Compilation album by Siegfried & Roy including Michael Jackson
- Released: July 10, 2009
- Genre: Pop
- Length: 41:08
- Label: ZYX

Michael Jackson chronology
| The Collection (2009) | Mind Is the Magic: Anthem for the Las Vegas Show (2009) | The Stripped Mixes (2009) |

Singles from Mind Is the Magic: Anthem for the Las Vegas Show
- "Mind Is the Magic" Released: February 26, 2010;

= Mind Is the Magic: Anthem for the Las Vegas Show =

Mind Is the Magic: Anthem for the Las Vegas Show is a compilation album by Siegfried & Roy that includes a Michael Jackson song titled "Mind Is the Magic". The album was released on July 10, 2009 by German record label ZYX Music in Europe.

==Track listing==

| No. | Title | Writer(s) | Length |
|---|---|---|---|
| 1. | "Mind Is the Magic" (by Michael Jackson) | Michael Jackson, Bryan Loren | 6:16 |
| 2. | "Magical" |  | 4:09 |
| 3. | "Kiato" |  | 3:12 |
| 4. | "The Power of the Magic" |  | 4:45 |
| 5. | "The Secret Gallery" |  | 3:31 |
| 6. | "Saltimbanco" |  | 4:02 |
| 7. | "Sarmoti" |  | 5:22 |
| 8. | "Magicians of the Century" |  | 3:45 |
| 9. | "Vision" |  | 3:28 |
| 10. | "Magic" |  | 2:55 |
| 11. | "The Theatre Trailer" |  | 0:19 |

==Single==

The leading track of this album was released as a single in Europe on February 26, 2010, reaching #80 in France on April 3, 2010.

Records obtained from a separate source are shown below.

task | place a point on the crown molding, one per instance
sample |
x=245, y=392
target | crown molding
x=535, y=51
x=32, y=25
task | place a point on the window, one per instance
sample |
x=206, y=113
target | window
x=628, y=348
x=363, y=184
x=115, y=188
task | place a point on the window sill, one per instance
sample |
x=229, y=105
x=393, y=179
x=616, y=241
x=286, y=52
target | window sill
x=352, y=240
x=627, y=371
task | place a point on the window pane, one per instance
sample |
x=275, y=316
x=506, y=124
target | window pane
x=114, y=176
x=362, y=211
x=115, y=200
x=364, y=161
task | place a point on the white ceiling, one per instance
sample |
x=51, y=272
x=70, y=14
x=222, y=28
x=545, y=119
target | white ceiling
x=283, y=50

This song was not a new release; it was written by Jackson with Bryan Loren in 1989 for Siegfried & Roy's 'Beyond Belief Show' in Las Vegas. Jackson gave his permission for Siegfried & Roy to release this song on their German album Dreams & Illusions in 1995. The introduction from the song formed part of "The Drill" segment planned for Jackson's This Is It concerts.